Making progress toward that mile has been a blessing during a time of inflation and growing need, Bottiglierie said. During one recent two-hour stretch in Clinton, the volunteers distributed more than 2,000 pounds of potatoes from the refrigerated trailers, along with lots of other produce. The afternoon they rolled up to the Notre Dame de Lourdes Church in Skowhegan, there were 100 people waiting.
“I ran out of some of the food and had to call volunteers to help restock,” he said.
Those numbers aren’t anomalies. The cupboard opened in March 2020 at the Winslow Congregational Church in response to the pandemic and distributed food to about 40 families. This fall, more than 200 families from roughly two dozen communities come to the cupboard on its twice-monthly open days. To meet needs at other times, organizers have started a “Freedge,” or free community fridge, on the property. It’s open to anyone in need of emergency food and is part of a worldwide initiative that has just three locations in the state of Maine.
“Our goal is to give them as much food as we can,” Bottiglierie said. “We pride ourselves in making people feel comfortable. There’s no stigma when you come onto our property.”
Making a real difference
Bottiglierie relies on a network of volunteers to help with the daunting and important task of keeping food-insecure Mainers from being hungry. This fall, two of those are Dowling and Maddie McWilliams ’25, who are taking Freidenreich’s Faith, Class, and Community course. Each student is matched with one of five local organizations, the professor said. They are working in teams to volunteer and help leaders develop practical plans for the future as groups work to overcome technological and other challenges.
“The mandate was, ‘Can you help us? Can you find ways to have students make a real difference in our community?’ And that’s what the students have been trying to do,” Freidenreich said.
Dowling, 20, a biology major from Princeton, N.J., came to the cupboard on Halloween afternoon ready to work, though the specific tasks differ from week to week.
“I never know quite what I’m going to do when I come in,” she said.
That day, she sat in a small room lined with shelves of cereal, canned goods, and staples to calculate the total numbers of pounds the cupboard received from different donors during the month of October. The final number was a mind-boggling 112,435 pounds, or 56 tons, of donated food.
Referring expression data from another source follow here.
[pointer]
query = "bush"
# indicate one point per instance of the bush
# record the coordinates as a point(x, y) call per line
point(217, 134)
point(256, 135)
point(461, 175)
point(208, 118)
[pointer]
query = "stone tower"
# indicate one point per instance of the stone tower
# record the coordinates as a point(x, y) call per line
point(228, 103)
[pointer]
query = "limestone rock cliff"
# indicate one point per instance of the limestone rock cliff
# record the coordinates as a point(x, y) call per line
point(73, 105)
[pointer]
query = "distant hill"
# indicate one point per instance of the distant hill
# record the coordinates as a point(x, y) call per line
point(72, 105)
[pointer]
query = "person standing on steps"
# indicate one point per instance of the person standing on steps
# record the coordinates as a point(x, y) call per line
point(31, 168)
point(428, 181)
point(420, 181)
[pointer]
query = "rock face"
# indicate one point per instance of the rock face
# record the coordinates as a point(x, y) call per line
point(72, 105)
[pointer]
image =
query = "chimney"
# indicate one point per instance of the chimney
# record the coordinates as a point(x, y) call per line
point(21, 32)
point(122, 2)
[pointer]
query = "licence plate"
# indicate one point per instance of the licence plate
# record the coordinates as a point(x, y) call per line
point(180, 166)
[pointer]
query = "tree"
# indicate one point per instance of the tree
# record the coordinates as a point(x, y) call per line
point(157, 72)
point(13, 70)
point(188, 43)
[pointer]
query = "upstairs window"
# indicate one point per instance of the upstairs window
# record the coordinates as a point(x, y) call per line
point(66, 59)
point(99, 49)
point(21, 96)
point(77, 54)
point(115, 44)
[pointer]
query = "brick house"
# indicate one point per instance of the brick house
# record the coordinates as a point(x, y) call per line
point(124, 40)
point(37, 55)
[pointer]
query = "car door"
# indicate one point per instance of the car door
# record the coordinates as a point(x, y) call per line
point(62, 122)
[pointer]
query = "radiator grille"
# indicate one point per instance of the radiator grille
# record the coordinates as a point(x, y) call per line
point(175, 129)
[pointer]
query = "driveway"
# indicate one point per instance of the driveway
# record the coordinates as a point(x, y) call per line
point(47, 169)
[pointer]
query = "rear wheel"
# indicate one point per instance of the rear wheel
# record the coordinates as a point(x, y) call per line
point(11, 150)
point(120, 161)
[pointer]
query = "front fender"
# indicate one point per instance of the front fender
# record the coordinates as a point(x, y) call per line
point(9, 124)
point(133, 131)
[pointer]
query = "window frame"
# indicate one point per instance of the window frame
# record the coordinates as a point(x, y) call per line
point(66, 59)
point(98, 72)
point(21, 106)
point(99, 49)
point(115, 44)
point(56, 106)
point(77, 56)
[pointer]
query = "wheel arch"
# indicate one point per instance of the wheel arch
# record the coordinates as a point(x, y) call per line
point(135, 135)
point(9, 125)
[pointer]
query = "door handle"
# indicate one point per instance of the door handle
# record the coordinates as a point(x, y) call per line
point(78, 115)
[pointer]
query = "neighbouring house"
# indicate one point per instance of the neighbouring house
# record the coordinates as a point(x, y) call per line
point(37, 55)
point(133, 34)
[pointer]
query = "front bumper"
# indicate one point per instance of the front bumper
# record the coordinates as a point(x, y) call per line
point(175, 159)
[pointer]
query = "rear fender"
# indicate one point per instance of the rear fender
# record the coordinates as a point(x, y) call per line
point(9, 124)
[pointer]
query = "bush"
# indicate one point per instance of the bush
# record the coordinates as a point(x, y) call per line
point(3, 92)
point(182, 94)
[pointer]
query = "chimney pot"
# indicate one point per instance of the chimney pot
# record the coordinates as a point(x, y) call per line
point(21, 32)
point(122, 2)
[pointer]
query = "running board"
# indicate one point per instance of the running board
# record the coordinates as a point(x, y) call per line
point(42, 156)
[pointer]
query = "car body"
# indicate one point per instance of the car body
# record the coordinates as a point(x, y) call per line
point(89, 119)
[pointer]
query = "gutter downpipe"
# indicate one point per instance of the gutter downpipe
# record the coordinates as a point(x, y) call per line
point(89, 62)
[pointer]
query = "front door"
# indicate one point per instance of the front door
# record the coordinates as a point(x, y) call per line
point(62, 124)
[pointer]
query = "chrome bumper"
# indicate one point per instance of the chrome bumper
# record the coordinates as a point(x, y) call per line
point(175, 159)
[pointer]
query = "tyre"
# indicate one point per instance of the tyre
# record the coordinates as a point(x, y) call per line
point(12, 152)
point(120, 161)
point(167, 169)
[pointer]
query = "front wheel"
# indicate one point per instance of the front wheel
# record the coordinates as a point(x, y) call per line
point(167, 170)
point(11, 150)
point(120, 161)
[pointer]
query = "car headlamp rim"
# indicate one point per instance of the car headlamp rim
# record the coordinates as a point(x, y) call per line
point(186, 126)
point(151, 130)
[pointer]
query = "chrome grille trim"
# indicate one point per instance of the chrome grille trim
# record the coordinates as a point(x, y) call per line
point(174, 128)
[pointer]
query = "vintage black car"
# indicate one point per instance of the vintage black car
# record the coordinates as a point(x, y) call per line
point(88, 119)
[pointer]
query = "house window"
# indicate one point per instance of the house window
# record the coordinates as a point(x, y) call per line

For Dowling, who is interested in going into nursing or public health, working with the cupboard has been galvanizing.
Dowling appreciates the dedication that Bottiglierie and other volunteers bring to the work.
“This organization and a few others are great at giving people real autonomy over their choices,” she said. “That level of self-determination is an element of public health that we don’t talk about a lot.”
It’s been inspiring to see how the Winslow Community Cupboard has taken the grant she helped apply for and translate it into direct action that helps the community, Dowling said.
“I’m really hopeful and excited,” she said.
And for people like Cassie, a Winslow mom who went to Monument Street after seeing a Facebook post about the free food available there, the existence of the mobile food pantry has come as a relief. Rising prices have meant it’s harder for her to purchase the fruit and milk her toddler daughter likes to have every day.
“When I saw those items, I was excited,” she said, adding that the friendliness of the volunteers was an added boon. “It’s very warm and welcoming. You don’t feel the shame of walking up and getting help.”